That is not the problem.

The problem is using runtime to discover institutional intent.

A flight plan does not eliminate the surprises of flight. It ensures that the crew did not decide the destination in mid-air.

The rigor of preparation should scale across three variables: consequence, reversibility, and autonomy.

The greater the institutional consequence of an action, the more explicit its behavioral requirements should become.

The more difficult the action is to reverse, the stronger its evidence and authorization conditions should be.

The more independently an agent may act, the clearer its authority boundaries, escalation logic, refusal conditions, and accountability allocation must become.

This does not mean attempting to enumerate every possible response or eliminating adaptive behavior.

It means specifying material behavior: the decisions, boundaries, conditions, and forms of conduct where deviation could create institutional consequence.

A low-consequence assistant that produces easily reversible suggestions may require a lightweight behavioral definition. An agent that can move funds, alter contractual positions, shape professional judgment, affect customer rights, create institutional liability, or initiate regulated actions requires substantially greater rigor.

The purpose is not to script every action.

It is to prevent institutional authority from emerging accidentally.

In consequential workflows, behavior is no longer an implementation detail.
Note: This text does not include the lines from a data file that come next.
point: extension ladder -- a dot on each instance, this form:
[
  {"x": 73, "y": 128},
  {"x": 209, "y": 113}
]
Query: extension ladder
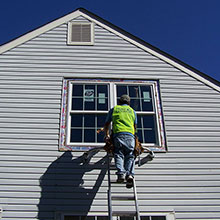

Behavior is the product.

The questions that moved upstream

In traditional software, design concentrated heavily on screens, flows, states, and interactions.

In agentic systems, the critical design questions move further upstream—to the behavior itself and to the relationships it structures across agent and person, agent and system, and agent and agent.

  • When should the agent act, defer, escalate, or refuse?
  • What authority does it possess, and what authority must it never possess?
  • Which decisions may it make independently?
  • Which decisions require verification or authorization?
  • What evidence must exist before an action is allowed?
  • What happens when required information is missing, contradictory, or unreliable?
  • How should the agent communicate uncertainty?
  • How should it behave after making a mistake?
  • Who verifies the inputs, who authorizes the consequential action, who audits the outcome, and who bears accountability when the system is wrong?

These are not merely interface questions.

They are questions of behavior, authority, conduct, and institutional responsibility.

Many organizations currently answer them implicitly. Engineering writes the system prompt. Product writes the requirements. Design is brought in after core behavior has already been established. Operations and domain teams are consulted unevenly. Risk and legal may review late, after authority and escalation decisions have already been embedded in the system.

That operating model is not adequate for consequential agentic AI.

In these workflows, the system prompt is no longer merely technical instruction. It is one implementation surface for a behavioral contract that should already have been defined in an Agent Behavior Specification.

The prompt is not the contract itself.

Neither is the workflow graph, tool configuration, approval gate, policy engine, or evaluation suite.

They are implementation and verification surfaces through which agreed behavior is realized and tested.

When the underlying behavior is defined informally, late, or by one function alone, the enterprise has deployed an autonomous system whose behavior was never deliberately designed.

Governance, monitoring, evaluation, and audit are necessary. They do not replace the deliberate authorship of agent behavior before implementation.

That work must be cross-functional.

Product, design, engineering, operations, and domain teams should author the intended behavior together, with risk and legal reviewing applicable boundaries where necessary.

No single function owns the discipline.

Product contributes the workflow objective, value model, and intended outcome.

Design contributes expertise in human interaction, conduct, legibility, judgment, recovery, and trust.

Engineering contributes technical feasibility, system architecture, and the means by which behavior can be implemented and tested.

Operations contributes the realities of execution, intervention, exception handling, and organizational capacity.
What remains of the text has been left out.